I got a HUGE bonus from work, so it's going towards a new PC.  Here's the parts list

http://secure.newegg.com/NewVersion/wishlist/PublicWishDetail.asp?WishListNumber=5212167

I'm going to scavenge a few things from my current rig.  In particular my X1950 Pro and my round cables.  If I'm forgetting anything or any of y'all can think of suggestions feel free to comment.


----------



## raven009 (Jan 14, 2007)

looks pretty good but i personally buy a case with a window. It is really cool to be able to look in and see everything. Also i'm not sure what you want to use your computer for but if it is mostly gaming then i would buy a lower end C2D and get a better graphics card.


----------



## InfDamarvel (Jan 14, 2007)

I personally dont like that case at all but if thats your dream cause I say go ahead and get it. Its just the fact that its so much money that you wanna make sure there are no other choices.

Power Supply wise I think you could find somthing better.


----------



## KennyT772 (Jan 14, 2007)

i agree, get a e6300 and then a x1900xt. i would swap out that power supply for a hiper, they have a $10 discount on them right now and they are rock solid. i just ordered one yesturday.


----------



## ATIonion (Jan 14, 2007)

i don't know if there is a huge perfomance diff. between the 6600 and the 6300....when overclocked that 6300 acts like higher end models....plus its a bit cheaper and would allow you to buy a nicer video card....not that the 1950pro is a bad card, its a hell of a card...but a xtx is much better...or grab a xfire board and get 2 1950pros to slap in it....

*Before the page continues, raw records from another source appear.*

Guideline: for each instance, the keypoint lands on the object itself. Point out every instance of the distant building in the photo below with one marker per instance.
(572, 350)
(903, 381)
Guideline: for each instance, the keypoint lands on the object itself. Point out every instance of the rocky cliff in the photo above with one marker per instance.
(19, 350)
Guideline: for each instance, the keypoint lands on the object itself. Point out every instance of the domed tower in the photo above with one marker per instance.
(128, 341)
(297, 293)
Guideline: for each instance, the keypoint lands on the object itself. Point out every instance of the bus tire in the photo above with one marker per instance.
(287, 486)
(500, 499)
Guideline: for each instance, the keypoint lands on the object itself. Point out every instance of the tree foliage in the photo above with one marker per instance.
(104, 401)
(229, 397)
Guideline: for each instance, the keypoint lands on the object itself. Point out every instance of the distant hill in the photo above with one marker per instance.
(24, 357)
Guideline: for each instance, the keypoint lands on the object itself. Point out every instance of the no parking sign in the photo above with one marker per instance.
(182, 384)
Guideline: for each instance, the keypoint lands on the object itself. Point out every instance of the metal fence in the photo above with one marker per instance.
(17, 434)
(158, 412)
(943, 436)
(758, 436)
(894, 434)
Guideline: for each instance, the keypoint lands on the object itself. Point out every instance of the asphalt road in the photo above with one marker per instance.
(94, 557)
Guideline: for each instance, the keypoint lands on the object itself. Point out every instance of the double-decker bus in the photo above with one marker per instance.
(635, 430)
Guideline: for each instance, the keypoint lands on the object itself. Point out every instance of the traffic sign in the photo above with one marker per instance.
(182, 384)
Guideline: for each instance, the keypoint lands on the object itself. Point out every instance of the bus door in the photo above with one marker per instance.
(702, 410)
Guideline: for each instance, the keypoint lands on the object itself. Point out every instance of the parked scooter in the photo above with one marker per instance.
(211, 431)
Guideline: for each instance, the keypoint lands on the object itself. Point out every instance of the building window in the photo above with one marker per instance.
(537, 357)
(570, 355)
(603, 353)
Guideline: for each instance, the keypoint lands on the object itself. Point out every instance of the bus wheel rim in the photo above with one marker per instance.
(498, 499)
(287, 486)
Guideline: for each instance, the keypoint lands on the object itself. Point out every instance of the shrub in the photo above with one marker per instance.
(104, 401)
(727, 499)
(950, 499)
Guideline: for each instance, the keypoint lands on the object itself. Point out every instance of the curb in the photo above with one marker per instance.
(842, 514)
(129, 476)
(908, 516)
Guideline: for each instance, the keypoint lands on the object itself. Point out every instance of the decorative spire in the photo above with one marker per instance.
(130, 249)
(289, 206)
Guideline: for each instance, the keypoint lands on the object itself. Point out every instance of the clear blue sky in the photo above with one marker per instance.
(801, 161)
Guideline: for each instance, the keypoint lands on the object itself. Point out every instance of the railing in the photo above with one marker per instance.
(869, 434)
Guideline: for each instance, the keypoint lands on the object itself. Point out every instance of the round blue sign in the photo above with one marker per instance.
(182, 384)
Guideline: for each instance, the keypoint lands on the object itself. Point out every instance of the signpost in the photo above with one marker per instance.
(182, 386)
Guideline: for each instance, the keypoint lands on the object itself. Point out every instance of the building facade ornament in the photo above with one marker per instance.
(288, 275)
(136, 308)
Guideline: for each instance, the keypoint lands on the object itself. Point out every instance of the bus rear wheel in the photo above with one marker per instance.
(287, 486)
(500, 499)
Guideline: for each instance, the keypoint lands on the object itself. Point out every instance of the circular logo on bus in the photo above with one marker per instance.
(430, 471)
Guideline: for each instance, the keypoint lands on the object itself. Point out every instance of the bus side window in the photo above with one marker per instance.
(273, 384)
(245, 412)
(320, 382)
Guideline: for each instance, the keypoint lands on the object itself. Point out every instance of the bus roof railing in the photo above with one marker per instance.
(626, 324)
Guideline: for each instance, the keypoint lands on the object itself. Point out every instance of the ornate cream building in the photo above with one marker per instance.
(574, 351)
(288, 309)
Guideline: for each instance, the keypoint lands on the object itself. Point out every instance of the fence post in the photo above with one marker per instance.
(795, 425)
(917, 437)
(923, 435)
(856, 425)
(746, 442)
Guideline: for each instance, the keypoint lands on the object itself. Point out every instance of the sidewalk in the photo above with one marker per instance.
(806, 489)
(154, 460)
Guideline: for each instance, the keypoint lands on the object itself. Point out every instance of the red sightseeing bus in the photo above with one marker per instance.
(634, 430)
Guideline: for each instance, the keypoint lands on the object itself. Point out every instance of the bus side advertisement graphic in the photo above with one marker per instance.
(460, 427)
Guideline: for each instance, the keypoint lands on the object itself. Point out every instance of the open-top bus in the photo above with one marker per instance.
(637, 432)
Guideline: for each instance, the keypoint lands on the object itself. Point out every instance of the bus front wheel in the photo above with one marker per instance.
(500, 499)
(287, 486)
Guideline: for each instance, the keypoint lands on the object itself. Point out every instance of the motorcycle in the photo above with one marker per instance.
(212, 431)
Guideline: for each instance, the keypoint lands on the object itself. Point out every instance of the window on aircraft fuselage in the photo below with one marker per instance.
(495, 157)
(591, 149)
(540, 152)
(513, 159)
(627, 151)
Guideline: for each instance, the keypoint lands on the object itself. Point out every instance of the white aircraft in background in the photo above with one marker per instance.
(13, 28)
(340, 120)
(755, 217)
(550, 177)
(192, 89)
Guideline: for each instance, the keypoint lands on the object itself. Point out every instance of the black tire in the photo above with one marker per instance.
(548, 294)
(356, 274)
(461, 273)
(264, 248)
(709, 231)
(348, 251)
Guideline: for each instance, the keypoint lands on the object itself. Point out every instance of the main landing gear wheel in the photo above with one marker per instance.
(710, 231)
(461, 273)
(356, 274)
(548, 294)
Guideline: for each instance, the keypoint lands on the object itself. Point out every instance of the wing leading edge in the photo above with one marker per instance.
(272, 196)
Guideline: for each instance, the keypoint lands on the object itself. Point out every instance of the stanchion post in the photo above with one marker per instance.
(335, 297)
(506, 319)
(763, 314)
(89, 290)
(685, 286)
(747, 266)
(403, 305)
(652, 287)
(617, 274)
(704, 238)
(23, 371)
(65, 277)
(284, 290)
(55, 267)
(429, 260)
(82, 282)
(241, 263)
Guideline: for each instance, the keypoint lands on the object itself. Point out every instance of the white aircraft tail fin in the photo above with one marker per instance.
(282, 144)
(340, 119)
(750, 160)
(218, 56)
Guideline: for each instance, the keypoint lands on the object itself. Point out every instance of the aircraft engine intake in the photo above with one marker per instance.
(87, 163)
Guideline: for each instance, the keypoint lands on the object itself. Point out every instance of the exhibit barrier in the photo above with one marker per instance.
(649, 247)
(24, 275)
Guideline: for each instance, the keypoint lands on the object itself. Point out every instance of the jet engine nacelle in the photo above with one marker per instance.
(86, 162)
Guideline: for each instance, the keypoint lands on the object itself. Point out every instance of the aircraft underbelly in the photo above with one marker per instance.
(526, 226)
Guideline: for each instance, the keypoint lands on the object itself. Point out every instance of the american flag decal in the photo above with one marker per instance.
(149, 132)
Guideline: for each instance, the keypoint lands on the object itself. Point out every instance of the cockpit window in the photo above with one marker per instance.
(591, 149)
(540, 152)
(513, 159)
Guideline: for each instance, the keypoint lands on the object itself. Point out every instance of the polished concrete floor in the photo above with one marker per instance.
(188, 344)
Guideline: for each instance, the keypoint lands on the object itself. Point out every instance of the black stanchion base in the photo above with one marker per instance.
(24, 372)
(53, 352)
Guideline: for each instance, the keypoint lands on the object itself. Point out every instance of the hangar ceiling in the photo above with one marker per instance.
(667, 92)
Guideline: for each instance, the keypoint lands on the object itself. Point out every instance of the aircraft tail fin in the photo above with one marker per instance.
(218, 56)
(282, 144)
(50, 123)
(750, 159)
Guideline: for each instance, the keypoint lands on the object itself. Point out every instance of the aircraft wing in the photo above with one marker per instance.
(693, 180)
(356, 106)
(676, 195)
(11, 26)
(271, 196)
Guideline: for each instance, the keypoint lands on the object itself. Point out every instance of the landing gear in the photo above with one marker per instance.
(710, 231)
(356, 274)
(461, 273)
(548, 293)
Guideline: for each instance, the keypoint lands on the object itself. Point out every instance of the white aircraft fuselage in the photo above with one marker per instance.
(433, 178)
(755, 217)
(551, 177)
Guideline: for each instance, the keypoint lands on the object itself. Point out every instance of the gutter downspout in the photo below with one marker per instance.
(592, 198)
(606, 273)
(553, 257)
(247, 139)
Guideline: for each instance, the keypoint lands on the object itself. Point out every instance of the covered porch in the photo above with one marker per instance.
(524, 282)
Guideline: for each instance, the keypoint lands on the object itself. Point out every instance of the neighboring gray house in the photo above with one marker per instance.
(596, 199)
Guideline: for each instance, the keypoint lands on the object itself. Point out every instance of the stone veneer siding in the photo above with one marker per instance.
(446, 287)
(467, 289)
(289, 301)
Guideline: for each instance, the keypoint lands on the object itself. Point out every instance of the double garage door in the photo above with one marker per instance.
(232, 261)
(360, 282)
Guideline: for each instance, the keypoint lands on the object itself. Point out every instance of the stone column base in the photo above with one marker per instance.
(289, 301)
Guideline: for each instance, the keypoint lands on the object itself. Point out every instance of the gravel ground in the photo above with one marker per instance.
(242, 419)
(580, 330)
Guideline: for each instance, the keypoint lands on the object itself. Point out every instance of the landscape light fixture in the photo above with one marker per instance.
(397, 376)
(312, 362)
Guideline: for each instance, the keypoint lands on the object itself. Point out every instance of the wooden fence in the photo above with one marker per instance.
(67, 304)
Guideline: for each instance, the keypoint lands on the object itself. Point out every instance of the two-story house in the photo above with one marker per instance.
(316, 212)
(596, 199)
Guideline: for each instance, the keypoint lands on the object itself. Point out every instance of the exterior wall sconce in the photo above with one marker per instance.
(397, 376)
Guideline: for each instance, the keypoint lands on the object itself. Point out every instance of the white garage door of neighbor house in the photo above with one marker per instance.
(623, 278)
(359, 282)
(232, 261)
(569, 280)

mad system either way man...good job on your bonus and enjoy your "free" build...those are the best ones to do....


----------



## xman2007 (Jan 14, 2007)

hes already got a x1950 pro so hes getting another to xfire so theres no point getting an e6300 and spending more on the grafix (unless you could stretch to a 8800 maybe ?  )   also i like that case, yeah so its not the best one going but its nice has good features and the cooling omg 6/7 120mm fans (make sure you get some silent fans and a fan controller  )


----------



## KennyT772 (Jan 14, 2007)

ahh i didnt read that far into it. in that case get what you feel suits you. you could drop down to a 6300 and then get better ram to better overclock it.


----------



## raven009 (Jan 14, 2007)

xman2007 said:


> also i like that case, yeah so its not the best one going but its nice has good features and the cooling omg 6/7 120mm fans (make sure you get some silent fans and a fan controller  )



he has a fan controller as one of the items but it only controlls two fans which doesn't make since for the number of fans. I would get this fan controller so you could control all of the fans.

http://www.newegg.com/Product/Product.asp?Item=N82E16813999251


----------



## Random Murderer (Jan 14, 2007)

suggestions?

well, get the aw9d-max instead of the aw9d, dont get that fan controller, i have it, its a piece of shit, instead of the floppy, theres a floppy/card reader combo drive made by the same company, and get the 512 1950pro instead of the 256 version, and make sure whatever 1950 pro you get does NOT have the reference cooler, theres a major overheating problem with it. this is a good 1950 pro.


----------